The US has a big population base including plenty of kids who play soccer. Compared to some of the kids who play lacrosse or track and field or whatever sports only exist professionally in Europe our soccer kids shoukd have a decent path to success. It’s been years and years and the US is minimally better. I guess the governing body just hasn’t made an effort.
It's my understand that the training, coaching, and facilities hold back the US as well.
But let's be honest, if a kid has a shot at d1 soccer vs football or basketball there simply is no choice.
I'm pretty sure USA soccer has tried, and you see the investments all over the place. It's just that 95+% of people able to compete at a high level of sport here won't choose it. And you often times know who those kids are by middle school, high school the latest.
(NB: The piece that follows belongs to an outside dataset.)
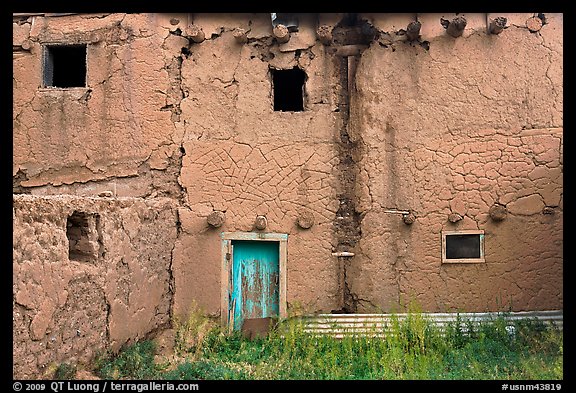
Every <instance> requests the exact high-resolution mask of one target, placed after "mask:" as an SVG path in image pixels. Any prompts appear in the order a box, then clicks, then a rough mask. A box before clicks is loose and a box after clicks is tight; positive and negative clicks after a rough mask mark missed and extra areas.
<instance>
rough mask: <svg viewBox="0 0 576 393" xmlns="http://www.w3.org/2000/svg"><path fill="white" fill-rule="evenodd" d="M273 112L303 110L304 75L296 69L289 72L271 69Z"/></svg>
mask: <svg viewBox="0 0 576 393" xmlns="http://www.w3.org/2000/svg"><path fill="white" fill-rule="evenodd" d="M271 72H272V85H273V86H274V110H275V111H283V112H300V111H303V110H304V81H305V80H306V73H305V72H304V71H303V70H301V69H300V68H298V67H294V68H292V69H289V70H275V69H272V70H271Z"/></svg>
And even if you're the best we've produced this decade, Pulicic was still coming off the bench half of the time for Chelsea this season.
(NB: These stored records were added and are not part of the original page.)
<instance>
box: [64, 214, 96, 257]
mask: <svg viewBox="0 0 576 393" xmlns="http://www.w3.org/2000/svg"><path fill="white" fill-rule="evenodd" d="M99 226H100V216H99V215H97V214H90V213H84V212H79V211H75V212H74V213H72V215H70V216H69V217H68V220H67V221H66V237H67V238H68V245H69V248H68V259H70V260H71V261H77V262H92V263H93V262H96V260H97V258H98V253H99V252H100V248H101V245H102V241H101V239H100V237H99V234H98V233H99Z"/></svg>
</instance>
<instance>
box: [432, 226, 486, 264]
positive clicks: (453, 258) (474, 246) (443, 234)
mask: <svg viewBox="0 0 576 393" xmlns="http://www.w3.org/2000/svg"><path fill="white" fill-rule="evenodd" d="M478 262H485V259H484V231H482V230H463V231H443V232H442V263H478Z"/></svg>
The infrastructure simply isn't there. It could be eventually, as in a looooong way down the road. But the shiny new MLS stadiums aren't going to do it. You'd need elementary and middle schools in key areas to go all in.
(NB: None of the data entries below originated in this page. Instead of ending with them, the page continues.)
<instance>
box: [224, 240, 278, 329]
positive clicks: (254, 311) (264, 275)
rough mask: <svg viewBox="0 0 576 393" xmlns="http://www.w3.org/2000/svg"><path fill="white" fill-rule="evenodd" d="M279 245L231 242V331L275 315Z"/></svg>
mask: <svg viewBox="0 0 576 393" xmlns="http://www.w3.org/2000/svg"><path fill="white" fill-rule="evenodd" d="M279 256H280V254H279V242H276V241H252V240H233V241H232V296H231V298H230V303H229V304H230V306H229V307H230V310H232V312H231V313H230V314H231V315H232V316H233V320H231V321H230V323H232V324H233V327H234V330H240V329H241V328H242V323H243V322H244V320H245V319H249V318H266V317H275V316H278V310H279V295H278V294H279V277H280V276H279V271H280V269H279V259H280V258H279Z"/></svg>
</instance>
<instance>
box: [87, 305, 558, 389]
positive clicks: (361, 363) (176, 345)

Minnesota doesn't just produce the most hockey players because it's cold. Half the country is cold. It's because it's their culture.
How you form hotbeds of soccer like that I'm not entirely sure. I'd say Texas or Florida would be good candidates due to their large Hispanic populations, but football and Jesus are neck and neck in popularity in those places. Maybe SoCal? But they've been trying that for decades and when Mexico rolls into town it's practically a home game for them. NYC is trying but the suburbs don't seem to be buying in as much and we don't produce many athletes outside of a few guys in the NBA anyway. Then there's the space issue here. Good luck finding a regulation field.
In otherwards I don't have an answer on how to grow the talent level here and am not sure there is one, much to the chagrin of a few of my buddies.